Study of real-time polymerase chain reaction in Rayleigh-Benard convection

• Main Authors: Hsing-Ta Wu, 吳欣達
• Other Authors: Ming-Jyh CHERN
• Format: Others
• Language: zh-TW
• Published: 2010
• Online Access: http://ndltd.ncl.edu.tw/handle/57755469628994632995

碩士 === 國立臺灣科技大學 === 機械工程系 === 98 === This study aims to develop the Real-Time polymerase chain reaction (Real-Time RB-PCR) system at a Rayleigh-Bernard convection reactor. SYBR Green I, a fluorescent dye, is used to visualize the double stranded DNA. Natural convection driven by a hot bottom and a cold lid at an enclosed cylindrical container is employed to transport DNA to various thermal environments where three steps of PCR can be performed. A variety of boundary temperatures, dimensions of cylindrical tubes, and viscosities of fluids are considered to obtain the optimal parameters for RB-PCR experiments. To understand the effect of natural convection on the Real-Time RB-PCR system, numerical simulation are undertaken to obtain thermal distribution at the cylindrical container. In addition, the natural convection inside the container is measured using the Particle Image Velocimetry (PIV). After RB-PCR experiments, electrophoresis experiments are also performed to investigate the products of PCR. From the experimental results, it is found that there exists a significant relationship between the stability of flow field and the efficiency of PCR reaction. For example, fluids with a higher viscosity can improve the stability of natural convection at the container. However, the momentum of natural convection is an important factor to determine whether DNA can undergo the three thermal levels of PCR. To clarify the difference among three temperature levels, a group of fluorescence dyes are employed.
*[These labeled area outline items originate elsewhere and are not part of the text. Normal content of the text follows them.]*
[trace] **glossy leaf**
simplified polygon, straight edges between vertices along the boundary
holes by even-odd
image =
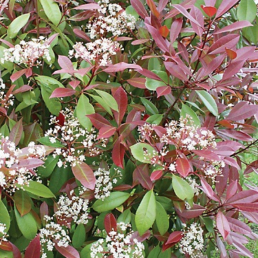
[[[173,175],[172,186],[178,198],[182,200],[190,200],[193,197],[194,193],[192,186],[178,175]]]
[[[136,213],[136,225],[139,235],[143,235],[154,223],[156,216],[156,201],[153,191],[142,198]]]
[[[30,14],[21,14],[12,21],[7,30],[7,34],[10,38],[14,38],[21,29],[26,25],[30,15]]]
[[[130,196],[125,192],[112,192],[110,195],[103,201],[97,200],[92,205],[92,208],[98,213],[113,210],[122,204]]]
[[[195,92],[199,96],[199,98],[202,100],[205,107],[207,107],[208,110],[215,116],[217,116],[219,111],[217,104],[211,95],[204,90],[196,91]]]
[[[77,163],[72,166],[72,171],[75,178],[80,181],[83,186],[93,190],[95,188],[96,178],[92,169],[85,162]]]

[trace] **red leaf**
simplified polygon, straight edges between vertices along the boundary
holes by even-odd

Therefore, we can immediately know the situations including denaturation, annealing, and extension at the RB-PCR container by the distribution of fluorescence. Also, we can effectively obtain the brightness curve line. It is also found that each process of a PCR cycle is not accomplished only with one single convection loop. To duplicate the target DNA, a few of convection loops are necessary. Results of this study may make more innovations in a RB-PCR reactor.